Since the beginning of the year the USD/JPY had been failing to rise. Now, after a few trading sessions out of our channel and the poor employment data depicted on Friday its time to recheck supports. As previously mentioned this pair has some good support lines and its defiantly teasing them since the number came out on Friday.
First support to fail was the important 103.93 line; the JPY was very strong during the Asia session and then triggered the next move to 103.32, which currently holds. Next leg down should head the 102.69 support line and to the upside this pair should confirm resistance in the 103.93 and 104.22 lines.

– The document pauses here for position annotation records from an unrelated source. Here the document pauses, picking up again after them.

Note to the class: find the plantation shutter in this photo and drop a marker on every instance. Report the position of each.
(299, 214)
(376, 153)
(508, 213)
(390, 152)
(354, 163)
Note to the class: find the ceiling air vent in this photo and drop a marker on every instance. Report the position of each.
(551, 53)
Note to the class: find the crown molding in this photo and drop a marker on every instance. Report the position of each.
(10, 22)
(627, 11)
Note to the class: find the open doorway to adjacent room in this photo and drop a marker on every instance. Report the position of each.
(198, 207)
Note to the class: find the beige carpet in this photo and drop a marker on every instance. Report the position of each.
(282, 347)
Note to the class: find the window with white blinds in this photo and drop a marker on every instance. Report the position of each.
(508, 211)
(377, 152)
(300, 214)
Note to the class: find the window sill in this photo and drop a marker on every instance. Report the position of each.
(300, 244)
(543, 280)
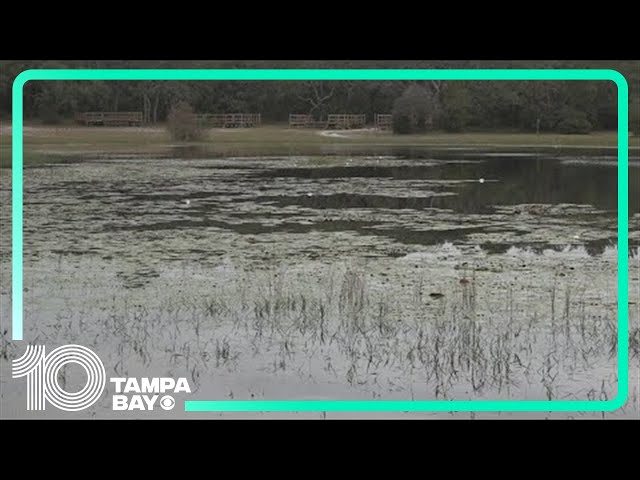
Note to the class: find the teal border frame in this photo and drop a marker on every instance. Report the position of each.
(363, 74)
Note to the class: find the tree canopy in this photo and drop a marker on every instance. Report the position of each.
(523, 105)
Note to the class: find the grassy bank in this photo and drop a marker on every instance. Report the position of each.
(46, 144)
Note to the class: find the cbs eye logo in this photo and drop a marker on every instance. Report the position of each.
(167, 402)
(42, 370)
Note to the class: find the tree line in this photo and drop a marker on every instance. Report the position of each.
(544, 106)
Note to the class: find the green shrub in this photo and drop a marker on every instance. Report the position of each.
(456, 105)
(182, 123)
(413, 111)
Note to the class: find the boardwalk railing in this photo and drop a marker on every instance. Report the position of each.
(300, 120)
(384, 121)
(346, 121)
(110, 119)
(229, 120)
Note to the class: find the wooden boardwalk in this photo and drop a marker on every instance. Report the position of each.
(343, 121)
(384, 121)
(229, 120)
(110, 119)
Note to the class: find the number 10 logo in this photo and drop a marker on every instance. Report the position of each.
(42, 370)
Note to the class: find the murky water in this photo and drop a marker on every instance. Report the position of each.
(523, 238)
(125, 207)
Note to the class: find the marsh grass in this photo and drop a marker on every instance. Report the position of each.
(360, 335)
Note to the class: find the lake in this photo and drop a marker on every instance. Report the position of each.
(416, 274)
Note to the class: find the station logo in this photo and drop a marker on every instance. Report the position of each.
(43, 387)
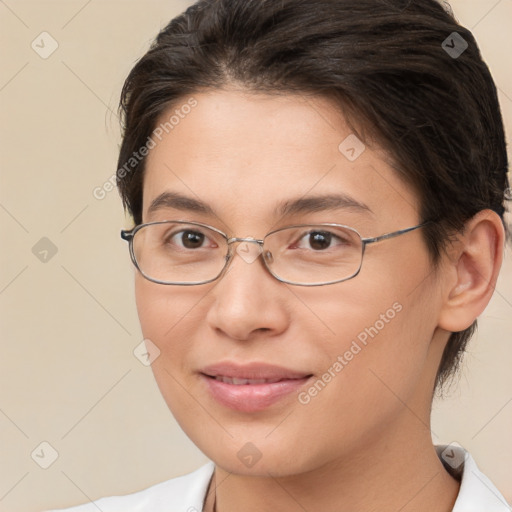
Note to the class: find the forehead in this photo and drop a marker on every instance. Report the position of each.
(243, 153)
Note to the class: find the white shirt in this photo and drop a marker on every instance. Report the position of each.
(187, 493)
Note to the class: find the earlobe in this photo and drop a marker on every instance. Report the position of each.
(474, 268)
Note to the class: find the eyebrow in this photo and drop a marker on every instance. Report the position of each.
(286, 208)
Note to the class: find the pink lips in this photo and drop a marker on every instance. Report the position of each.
(251, 387)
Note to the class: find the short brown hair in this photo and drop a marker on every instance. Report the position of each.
(384, 61)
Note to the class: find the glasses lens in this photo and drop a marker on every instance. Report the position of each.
(176, 252)
(314, 254)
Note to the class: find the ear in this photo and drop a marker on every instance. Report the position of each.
(472, 269)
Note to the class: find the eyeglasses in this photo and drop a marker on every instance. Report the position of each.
(189, 253)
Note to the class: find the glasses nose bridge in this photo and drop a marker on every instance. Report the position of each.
(250, 239)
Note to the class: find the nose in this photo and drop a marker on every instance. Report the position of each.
(248, 300)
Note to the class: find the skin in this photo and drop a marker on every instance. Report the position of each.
(364, 442)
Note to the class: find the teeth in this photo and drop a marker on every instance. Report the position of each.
(239, 382)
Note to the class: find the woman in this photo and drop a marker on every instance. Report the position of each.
(318, 193)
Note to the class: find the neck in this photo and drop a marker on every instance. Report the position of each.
(391, 473)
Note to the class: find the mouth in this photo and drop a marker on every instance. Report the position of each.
(253, 387)
(242, 382)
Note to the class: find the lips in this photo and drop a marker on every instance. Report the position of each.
(252, 371)
(251, 387)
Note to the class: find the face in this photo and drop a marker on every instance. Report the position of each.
(343, 352)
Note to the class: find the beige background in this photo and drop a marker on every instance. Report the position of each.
(68, 375)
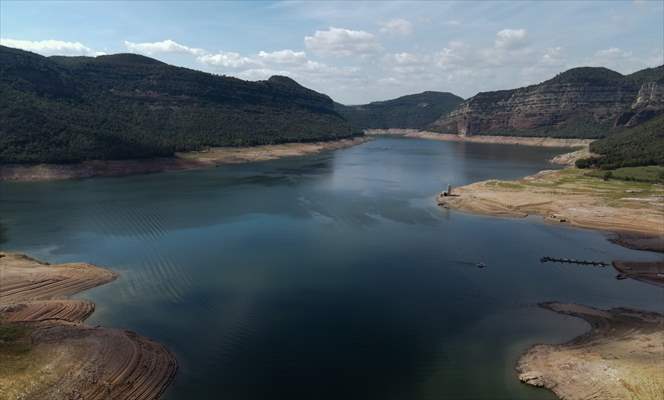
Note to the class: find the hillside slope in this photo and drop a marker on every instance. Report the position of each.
(582, 102)
(412, 111)
(630, 147)
(69, 109)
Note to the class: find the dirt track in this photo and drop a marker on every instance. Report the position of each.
(61, 358)
(569, 197)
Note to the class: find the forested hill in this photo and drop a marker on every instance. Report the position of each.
(412, 111)
(68, 109)
(581, 102)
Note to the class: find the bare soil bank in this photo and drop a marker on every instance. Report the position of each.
(569, 196)
(525, 141)
(621, 357)
(48, 353)
(181, 161)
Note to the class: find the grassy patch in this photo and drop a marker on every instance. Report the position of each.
(14, 340)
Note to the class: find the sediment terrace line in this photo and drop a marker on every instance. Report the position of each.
(621, 357)
(69, 360)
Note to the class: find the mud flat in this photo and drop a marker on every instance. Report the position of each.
(621, 357)
(569, 196)
(46, 352)
(518, 140)
(181, 161)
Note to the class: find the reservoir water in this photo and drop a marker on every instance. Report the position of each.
(334, 276)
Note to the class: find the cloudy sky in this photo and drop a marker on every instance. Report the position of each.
(355, 51)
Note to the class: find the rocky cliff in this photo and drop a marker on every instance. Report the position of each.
(581, 102)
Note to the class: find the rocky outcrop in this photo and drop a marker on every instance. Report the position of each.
(581, 102)
(649, 103)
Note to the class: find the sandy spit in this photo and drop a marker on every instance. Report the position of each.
(181, 161)
(61, 358)
(621, 357)
(525, 141)
(568, 196)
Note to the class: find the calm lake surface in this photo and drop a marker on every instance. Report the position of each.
(327, 277)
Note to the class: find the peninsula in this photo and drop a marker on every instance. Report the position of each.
(47, 352)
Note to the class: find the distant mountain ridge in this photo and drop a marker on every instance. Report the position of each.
(580, 102)
(411, 111)
(69, 109)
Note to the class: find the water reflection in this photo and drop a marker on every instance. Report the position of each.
(333, 276)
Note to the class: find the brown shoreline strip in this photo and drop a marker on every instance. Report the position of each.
(181, 161)
(56, 356)
(621, 357)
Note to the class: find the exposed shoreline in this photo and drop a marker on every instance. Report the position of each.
(570, 197)
(514, 140)
(181, 161)
(621, 357)
(51, 354)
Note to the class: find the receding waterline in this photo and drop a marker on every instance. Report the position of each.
(330, 276)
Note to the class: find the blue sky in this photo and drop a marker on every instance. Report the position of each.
(355, 51)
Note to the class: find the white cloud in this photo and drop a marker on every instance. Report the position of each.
(397, 26)
(552, 56)
(284, 56)
(617, 59)
(51, 47)
(511, 39)
(165, 46)
(226, 59)
(342, 42)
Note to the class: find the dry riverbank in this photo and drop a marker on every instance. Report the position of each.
(181, 161)
(621, 357)
(568, 196)
(517, 140)
(46, 352)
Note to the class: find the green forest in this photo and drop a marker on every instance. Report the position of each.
(69, 109)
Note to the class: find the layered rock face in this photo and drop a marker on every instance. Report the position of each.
(649, 102)
(582, 102)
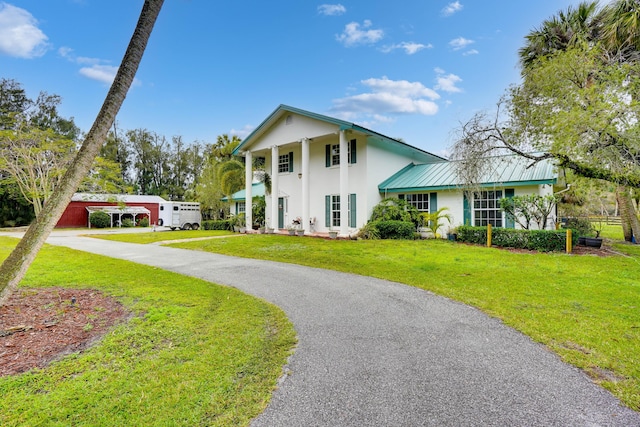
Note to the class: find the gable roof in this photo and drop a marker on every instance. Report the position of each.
(342, 124)
(510, 170)
(257, 190)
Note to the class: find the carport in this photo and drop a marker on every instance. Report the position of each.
(116, 213)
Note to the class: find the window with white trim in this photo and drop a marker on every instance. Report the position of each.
(335, 154)
(284, 162)
(419, 201)
(486, 209)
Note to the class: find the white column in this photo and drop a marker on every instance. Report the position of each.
(344, 185)
(275, 157)
(248, 200)
(305, 184)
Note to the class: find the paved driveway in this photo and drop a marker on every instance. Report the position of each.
(377, 353)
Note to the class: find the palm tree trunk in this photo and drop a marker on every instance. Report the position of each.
(15, 266)
(630, 224)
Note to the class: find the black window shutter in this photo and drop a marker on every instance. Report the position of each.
(353, 151)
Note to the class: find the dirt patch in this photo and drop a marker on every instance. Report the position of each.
(38, 326)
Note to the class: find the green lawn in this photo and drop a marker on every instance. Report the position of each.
(196, 354)
(585, 308)
(160, 236)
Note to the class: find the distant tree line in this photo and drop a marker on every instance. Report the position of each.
(37, 145)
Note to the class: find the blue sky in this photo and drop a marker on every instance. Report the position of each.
(410, 69)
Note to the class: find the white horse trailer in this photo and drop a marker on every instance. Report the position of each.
(183, 215)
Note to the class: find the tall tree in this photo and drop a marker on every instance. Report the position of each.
(15, 266)
(115, 149)
(35, 160)
(578, 100)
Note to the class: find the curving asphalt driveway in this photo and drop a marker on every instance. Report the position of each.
(377, 353)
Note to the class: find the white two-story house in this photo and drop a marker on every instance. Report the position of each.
(329, 174)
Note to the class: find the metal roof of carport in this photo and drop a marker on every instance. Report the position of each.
(513, 171)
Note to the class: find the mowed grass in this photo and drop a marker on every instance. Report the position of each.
(194, 354)
(584, 308)
(160, 236)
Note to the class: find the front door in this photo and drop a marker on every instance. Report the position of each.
(281, 209)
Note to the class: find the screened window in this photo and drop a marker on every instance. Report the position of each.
(419, 201)
(284, 162)
(332, 204)
(486, 209)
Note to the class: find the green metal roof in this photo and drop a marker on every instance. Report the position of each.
(257, 190)
(342, 124)
(503, 170)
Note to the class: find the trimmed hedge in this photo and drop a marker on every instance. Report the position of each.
(537, 240)
(395, 229)
(218, 224)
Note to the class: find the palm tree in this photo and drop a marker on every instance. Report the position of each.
(616, 27)
(15, 266)
(621, 29)
(621, 37)
(575, 26)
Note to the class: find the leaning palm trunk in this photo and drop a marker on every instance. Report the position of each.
(630, 224)
(15, 266)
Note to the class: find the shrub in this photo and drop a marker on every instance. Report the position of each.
(100, 219)
(393, 209)
(537, 240)
(395, 229)
(218, 224)
(369, 232)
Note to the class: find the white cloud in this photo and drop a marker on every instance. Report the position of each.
(19, 33)
(403, 88)
(101, 73)
(385, 98)
(447, 82)
(452, 8)
(67, 53)
(242, 133)
(460, 43)
(331, 9)
(409, 47)
(355, 34)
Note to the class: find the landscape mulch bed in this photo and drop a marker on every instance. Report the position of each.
(38, 326)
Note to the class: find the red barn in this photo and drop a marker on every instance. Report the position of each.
(118, 206)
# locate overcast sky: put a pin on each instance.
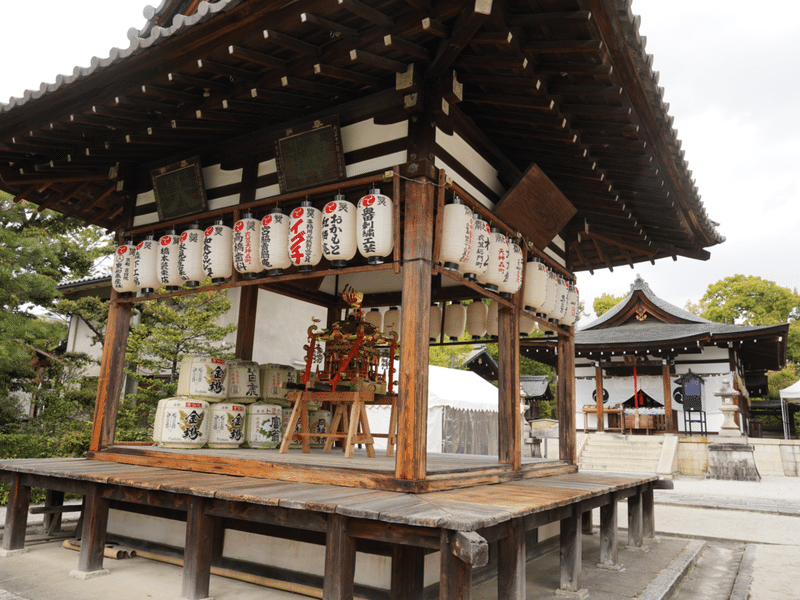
(732, 79)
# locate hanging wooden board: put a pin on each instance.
(536, 207)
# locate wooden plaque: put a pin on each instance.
(179, 189)
(310, 155)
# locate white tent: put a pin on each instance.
(453, 388)
(790, 394)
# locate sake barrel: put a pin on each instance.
(243, 381)
(227, 425)
(319, 421)
(274, 381)
(264, 425)
(203, 377)
(181, 423)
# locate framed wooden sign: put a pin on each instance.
(310, 155)
(179, 189)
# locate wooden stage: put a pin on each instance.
(444, 471)
(461, 523)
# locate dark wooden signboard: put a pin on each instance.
(310, 155)
(179, 189)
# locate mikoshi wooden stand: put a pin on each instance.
(546, 121)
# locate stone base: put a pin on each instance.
(580, 594)
(89, 574)
(733, 461)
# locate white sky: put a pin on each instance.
(732, 79)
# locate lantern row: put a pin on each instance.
(482, 253)
(272, 244)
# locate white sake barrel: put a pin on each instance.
(286, 414)
(264, 425)
(227, 425)
(275, 380)
(203, 377)
(243, 381)
(319, 421)
(181, 423)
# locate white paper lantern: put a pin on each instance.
(244, 382)
(181, 423)
(527, 324)
(145, 265)
(457, 235)
(391, 322)
(168, 249)
(190, 256)
(218, 252)
(512, 281)
(374, 318)
(275, 242)
(496, 270)
(551, 294)
(455, 320)
(339, 231)
(535, 287)
(479, 256)
(247, 246)
(477, 313)
(375, 226)
(562, 295)
(124, 259)
(572, 306)
(263, 428)
(305, 237)
(435, 326)
(226, 429)
(491, 319)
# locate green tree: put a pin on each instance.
(751, 300)
(605, 302)
(167, 331)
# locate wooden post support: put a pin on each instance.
(635, 521)
(509, 425)
(199, 550)
(411, 461)
(570, 555)
(648, 513)
(408, 573)
(93, 535)
(609, 551)
(19, 498)
(511, 563)
(566, 398)
(109, 382)
(340, 560)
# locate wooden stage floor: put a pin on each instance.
(444, 471)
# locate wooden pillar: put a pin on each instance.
(340, 560)
(635, 520)
(408, 573)
(566, 398)
(198, 552)
(609, 550)
(109, 383)
(246, 328)
(93, 533)
(598, 380)
(511, 563)
(411, 462)
(19, 498)
(672, 426)
(648, 513)
(509, 424)
(570, 552)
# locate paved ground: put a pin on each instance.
(744, 538)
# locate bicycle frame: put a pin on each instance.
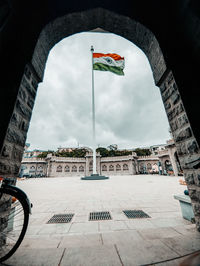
(17, 190)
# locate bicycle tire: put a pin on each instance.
(12, 232)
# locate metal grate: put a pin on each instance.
(135, 214)
(94, 216)
(61, 218)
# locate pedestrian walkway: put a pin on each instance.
(163, 238)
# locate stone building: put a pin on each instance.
(53, 166)
(144, 23)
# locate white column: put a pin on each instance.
(93, 117)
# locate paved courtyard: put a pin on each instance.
(164, 238)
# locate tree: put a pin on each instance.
(142, 152)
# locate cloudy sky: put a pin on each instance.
(129, 109)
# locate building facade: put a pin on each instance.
(163, 161)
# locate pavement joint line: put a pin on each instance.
(101, 239)
(62, 257)
(118, 254)
(162, 261)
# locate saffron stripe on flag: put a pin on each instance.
(113, 69)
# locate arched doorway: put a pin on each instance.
(98, 19)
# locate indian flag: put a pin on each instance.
(108, 62)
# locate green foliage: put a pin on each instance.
(142, 152)
(78, 153)
(44, 154)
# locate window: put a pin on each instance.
(149, 166)
(67, 168)
(118, 167)
(59, 168)
(125, 167)
(81, 168)
(32, 169)
(111, 168)
(104, 168)
(74, 168)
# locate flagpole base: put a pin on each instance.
(94, 177)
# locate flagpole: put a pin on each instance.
(93, 117)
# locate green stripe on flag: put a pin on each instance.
(102, 67)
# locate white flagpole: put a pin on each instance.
(93, 117)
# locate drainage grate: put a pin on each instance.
(61, 218)
(136, 214)
(94, 216)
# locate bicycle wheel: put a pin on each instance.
(14, 216)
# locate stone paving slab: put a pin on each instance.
(36, 257)
(182, 244)
(124, 241)
(144, 252)
(91, 256)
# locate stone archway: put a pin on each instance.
(102, 19)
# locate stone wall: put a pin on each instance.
(13, 146)
(186, 144)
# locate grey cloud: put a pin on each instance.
(129, 110)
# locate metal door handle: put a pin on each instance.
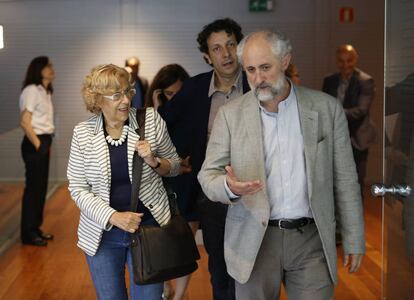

On Thursday we discussed the “Flag Formation” on the 4H charts, and it seems as though we had a false breakout on the upside and then a much stronger price action on the downside. This is a classic price action, when we see an initial false break followed by strong move to the other direction. As of now the trend is to the downside with supports in 170.62 and 169.82 (same support line from Thursday). This view will change only if the pair will be trade above the uptrend line, which should be above 172.
For the first time since October 2013 the gold is trading above his 50 DAY M/A on the daily chart, and it should stay above the M/A before any significant price correction. For today this 50 day M/A equals 1245, hence we should expect some interesting price action around it. If the gold price will close above the 50 DMA, it will trigger the next leg up with targets around 1272 and 1278 the 100 DMA.